Massive protests demand justice for rail accident victims – DW – 01/27/2025

Thousands of protesters gathered in Greece on Sunday to demand justice for the 57 victims of the country’s deadliest rail crash in 2023.

Demonstrations began in 97 cities in Greece and 13 places abroad. Marchers in the largest Greek cities of Athens and Thessaloniki had 30,000 and 16,000 protesters, respectively.

“What is happening today is fantastic,” Pavlos Aslanidis, the father of one victim, told media in Thessaloniki. “This is a global fight now,” he said, referring to protests abroad.

“My son’s soul must be rejoicing… I am confident that we will win. We have set the kingdom against us, but we will win.”

Protesters, including relatives of victims of a deadly train crash in 2023 that killed 57 people, demonstrate outside the Parliament building on January 26
Athens saw the largest protests with over 30,000 protesters.Image: Stelios Misinas/Reuters

protest scenes

Protests across Greece were mostly peaceful, apart from incidents of people attacking police forces with stones and fire, and officers responding with tear gas and flash-bang grenades. However, these incidents only lasted a few minutes.

DW’s Sophia Kleftaki, who was at the demonstration in Athens, said one person was injured in the clashes.

The demonstration blocked off much of central Athens.

Ilias Papangelis, whose 18-year-old daughter was among those killed, told the crowd of protesters, “Two years after the tragedy, no one has been punished, no one is in jail.”

“This has been the most mafia-like cover-up operation,” Maria Christianou, whose daughter died in the crash, told Athens protesters marching outside the parliament building on Sunday.

Protesters held placards and chanted, “I have no oxygen” – the final words that left Caristianou heartbroken by her daughter, who called the European emergency number 112 to report the incident. Many in the crowd chanted “Murderer!” Raised slogans.

Other banners read: “We do not forget, we do not forgive” and “Justice, do not forget.” Some people accused the government of having blood on its hands.

More protests were held in London, Amsterdam, Berlin, Brussels, Cologne, Helsinki, Nicosia, Reykjavik and Valletta, Malta.

about the disaster

The accident occurred on February 28, 2023 when a passenger train collided head-on with a goods train after both were mistakenly placed on the same track.
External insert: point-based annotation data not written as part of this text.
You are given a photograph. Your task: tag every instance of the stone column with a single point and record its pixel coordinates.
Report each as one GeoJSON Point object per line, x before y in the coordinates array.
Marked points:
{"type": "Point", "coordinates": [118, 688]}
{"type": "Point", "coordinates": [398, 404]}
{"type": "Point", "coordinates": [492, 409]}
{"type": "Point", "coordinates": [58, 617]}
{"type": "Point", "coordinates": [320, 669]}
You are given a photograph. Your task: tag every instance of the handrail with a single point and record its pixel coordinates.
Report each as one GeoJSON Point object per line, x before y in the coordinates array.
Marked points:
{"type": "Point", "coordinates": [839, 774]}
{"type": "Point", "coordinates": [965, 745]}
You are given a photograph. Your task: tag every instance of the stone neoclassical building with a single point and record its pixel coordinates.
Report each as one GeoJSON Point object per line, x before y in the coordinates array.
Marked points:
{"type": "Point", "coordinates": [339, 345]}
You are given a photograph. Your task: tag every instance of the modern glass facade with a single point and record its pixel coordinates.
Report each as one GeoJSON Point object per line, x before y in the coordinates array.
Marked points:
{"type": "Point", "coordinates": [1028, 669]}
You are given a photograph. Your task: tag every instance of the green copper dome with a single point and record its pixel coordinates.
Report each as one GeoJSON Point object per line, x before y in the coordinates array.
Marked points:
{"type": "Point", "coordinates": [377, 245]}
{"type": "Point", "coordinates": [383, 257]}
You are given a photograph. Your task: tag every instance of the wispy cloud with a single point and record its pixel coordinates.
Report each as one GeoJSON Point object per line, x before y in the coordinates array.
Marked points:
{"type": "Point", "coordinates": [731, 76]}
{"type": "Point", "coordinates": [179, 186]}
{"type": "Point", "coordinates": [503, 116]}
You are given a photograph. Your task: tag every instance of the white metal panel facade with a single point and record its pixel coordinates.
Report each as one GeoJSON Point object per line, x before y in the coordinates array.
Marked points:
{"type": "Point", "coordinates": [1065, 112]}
Many rumors have surfaced regarding the cause of the scale of the disaster.

Families of the victims and protesters believe the government is hiding evidence and conducting an opaque investigation while trying to blame the disaster on the station master.
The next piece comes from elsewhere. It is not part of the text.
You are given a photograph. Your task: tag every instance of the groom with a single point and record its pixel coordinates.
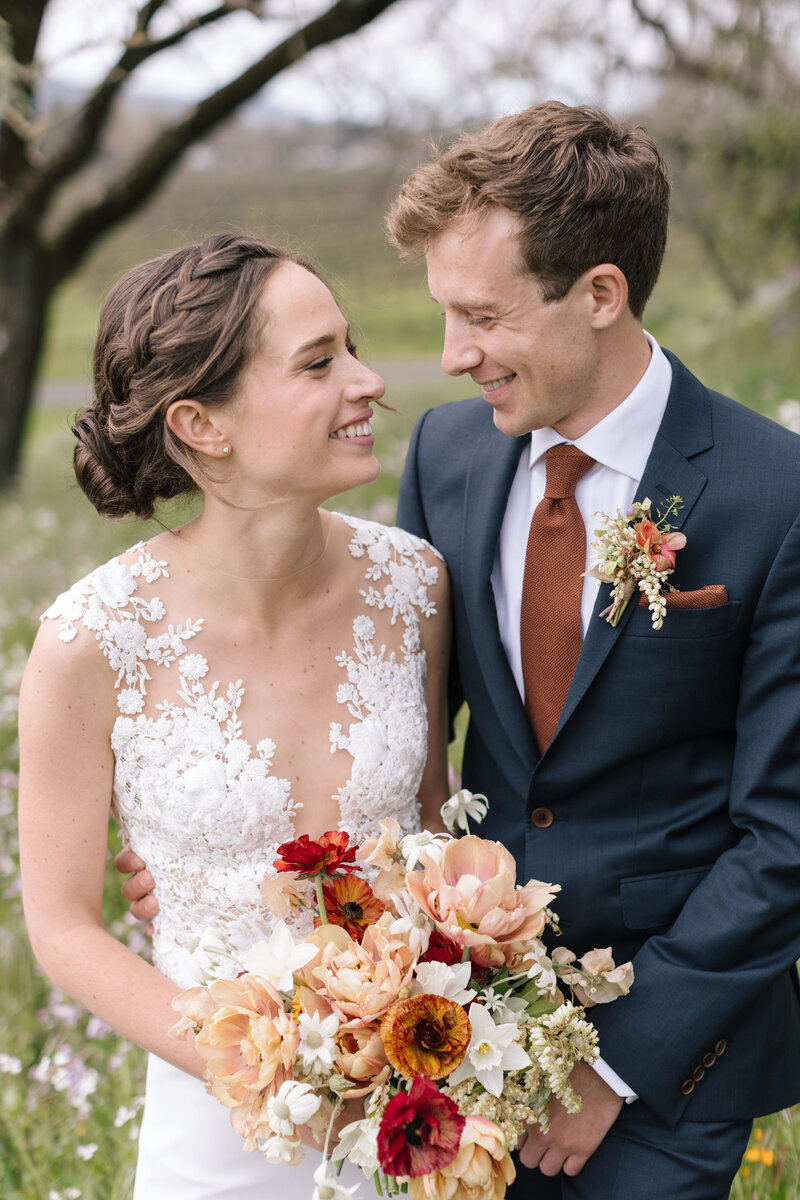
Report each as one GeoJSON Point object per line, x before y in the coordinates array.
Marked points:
{"type": "Point", "coordinates": [654, 773]}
Many believe that about 30 of the 57 victims survived the initial high-speed crash, but died in a fire caused by hazardous chemicals in the freight train.

The leak of a report funded by the victims’ families appears to confirm that the freight train was carrying an illegal load of explosive chemicals.

Greeks are still awaiting trial over the disaster, a process pushed back by lengthy investigations, delays in reports by technical experts and even new additions to the list of witnesses from groups of survivors and victims. Has gone.